I’ve been listening to a lot of podcasts about AI and publishing, and one of their consistent messages is: ‘don’t use AI to automate the parts of your work you enjoy… use it for stuff that causes you pain.’
Okay… good advice. So where is my pain? (Yes, long-time fans, I know you know where I’m going.) My most urgent problem is that I’ve written a lot of books across many genres and styles. If new readers look through my catalog, they’re overwhelmed; if I try to personally direct them, I have to ask a thousand questions to guess what they’ll like. Even organizing my Shopify store was an exercise in frustration; I asked an expert to evaluate it and he said, ‘your branding is too confusing, you need to give people a clear idea of what genre and style you’re selling.’ Which, of course, helped me exactly not at all, because once again he was telling me (like everyone else, over and over) that to sell well I need to pretend to be one kind of author and stick to it.
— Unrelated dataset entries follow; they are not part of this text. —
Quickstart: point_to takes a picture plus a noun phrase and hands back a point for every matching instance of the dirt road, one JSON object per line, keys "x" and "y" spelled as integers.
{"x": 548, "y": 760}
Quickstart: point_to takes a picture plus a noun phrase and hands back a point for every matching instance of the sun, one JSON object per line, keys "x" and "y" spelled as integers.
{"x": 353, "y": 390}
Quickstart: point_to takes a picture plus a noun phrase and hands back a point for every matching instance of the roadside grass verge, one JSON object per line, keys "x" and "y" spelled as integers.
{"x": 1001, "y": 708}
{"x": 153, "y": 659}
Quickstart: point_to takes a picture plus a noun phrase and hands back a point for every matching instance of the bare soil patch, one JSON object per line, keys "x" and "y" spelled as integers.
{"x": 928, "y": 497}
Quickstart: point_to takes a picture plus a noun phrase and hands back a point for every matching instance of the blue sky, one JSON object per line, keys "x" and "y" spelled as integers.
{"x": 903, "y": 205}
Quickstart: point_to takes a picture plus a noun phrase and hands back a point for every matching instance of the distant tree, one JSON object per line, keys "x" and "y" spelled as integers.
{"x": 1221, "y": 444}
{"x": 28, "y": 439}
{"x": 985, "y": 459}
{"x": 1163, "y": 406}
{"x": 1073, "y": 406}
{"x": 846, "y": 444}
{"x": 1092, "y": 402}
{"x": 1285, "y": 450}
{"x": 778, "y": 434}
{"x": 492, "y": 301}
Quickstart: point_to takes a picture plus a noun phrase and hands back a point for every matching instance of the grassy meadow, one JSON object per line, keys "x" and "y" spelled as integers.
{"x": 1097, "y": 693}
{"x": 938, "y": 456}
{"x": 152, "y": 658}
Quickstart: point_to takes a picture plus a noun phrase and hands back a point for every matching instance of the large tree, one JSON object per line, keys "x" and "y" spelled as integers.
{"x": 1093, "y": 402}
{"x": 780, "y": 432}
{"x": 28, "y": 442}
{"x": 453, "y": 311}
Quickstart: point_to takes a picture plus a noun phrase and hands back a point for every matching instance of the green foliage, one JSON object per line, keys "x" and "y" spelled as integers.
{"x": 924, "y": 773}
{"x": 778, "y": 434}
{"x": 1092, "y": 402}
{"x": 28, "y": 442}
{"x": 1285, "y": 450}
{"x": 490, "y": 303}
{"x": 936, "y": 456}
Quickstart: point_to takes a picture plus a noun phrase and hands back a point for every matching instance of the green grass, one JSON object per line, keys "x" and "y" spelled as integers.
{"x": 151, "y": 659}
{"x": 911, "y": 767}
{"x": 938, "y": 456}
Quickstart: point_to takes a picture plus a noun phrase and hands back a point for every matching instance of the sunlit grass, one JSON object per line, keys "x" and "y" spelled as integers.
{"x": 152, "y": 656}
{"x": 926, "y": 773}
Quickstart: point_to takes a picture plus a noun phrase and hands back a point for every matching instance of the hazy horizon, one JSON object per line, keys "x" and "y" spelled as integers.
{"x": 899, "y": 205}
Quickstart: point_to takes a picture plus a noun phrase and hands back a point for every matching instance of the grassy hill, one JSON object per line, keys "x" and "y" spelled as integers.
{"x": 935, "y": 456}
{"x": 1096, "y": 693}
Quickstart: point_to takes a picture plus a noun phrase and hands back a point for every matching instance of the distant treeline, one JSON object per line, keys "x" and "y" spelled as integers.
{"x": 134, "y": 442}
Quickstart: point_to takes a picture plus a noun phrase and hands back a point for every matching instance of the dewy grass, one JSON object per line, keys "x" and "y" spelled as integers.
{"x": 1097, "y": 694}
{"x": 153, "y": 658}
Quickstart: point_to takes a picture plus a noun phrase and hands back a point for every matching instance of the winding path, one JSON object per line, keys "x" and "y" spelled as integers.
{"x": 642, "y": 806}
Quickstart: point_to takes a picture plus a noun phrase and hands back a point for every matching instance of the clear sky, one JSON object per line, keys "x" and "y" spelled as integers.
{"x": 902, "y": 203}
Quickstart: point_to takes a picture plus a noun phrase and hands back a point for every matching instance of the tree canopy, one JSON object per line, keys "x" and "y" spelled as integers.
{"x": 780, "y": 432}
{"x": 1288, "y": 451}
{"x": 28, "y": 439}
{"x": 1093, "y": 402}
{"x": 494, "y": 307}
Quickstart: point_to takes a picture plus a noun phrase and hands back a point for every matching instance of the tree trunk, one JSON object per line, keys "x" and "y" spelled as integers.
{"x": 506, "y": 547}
Author branding experts treat my eclectic writing as a problem, not a virtue. But this is my era of questioning received wisdom, so I decided to treat my wide range as a feature, not a bug… and since no one has advice on how to sell a wide range to readers, I was going to have to solve that problem myself.
‘Obviously,’ I thought, ‘what I should do is automate the process of figuring out which book a particular person wants. Oh, okay: a quiz! Except… the quiz software out there doesn’t do anything I need it to. I guess I’m going to have to do it myself!
‘…annnnd I haven’t coded website stuff since the 90s’.
Enter AI.
Vibe coding is to coding what using image-generating AI is to making art: it’s getting the tool to do the work for you, while the people who do it by hand tell you that it’s not real whatever-the-thing-is. Wherever you stand in the AI debate, it’s been a source of wry amusement for me that the outrage sounds the same depending on who’s threatened. And I have sympathy for every threatened party, coders and artists and everyone else. But I decided that using the AI to vibe code my way into a solution to my problem was better than not solving the problem, so I embarked on my website overhaul.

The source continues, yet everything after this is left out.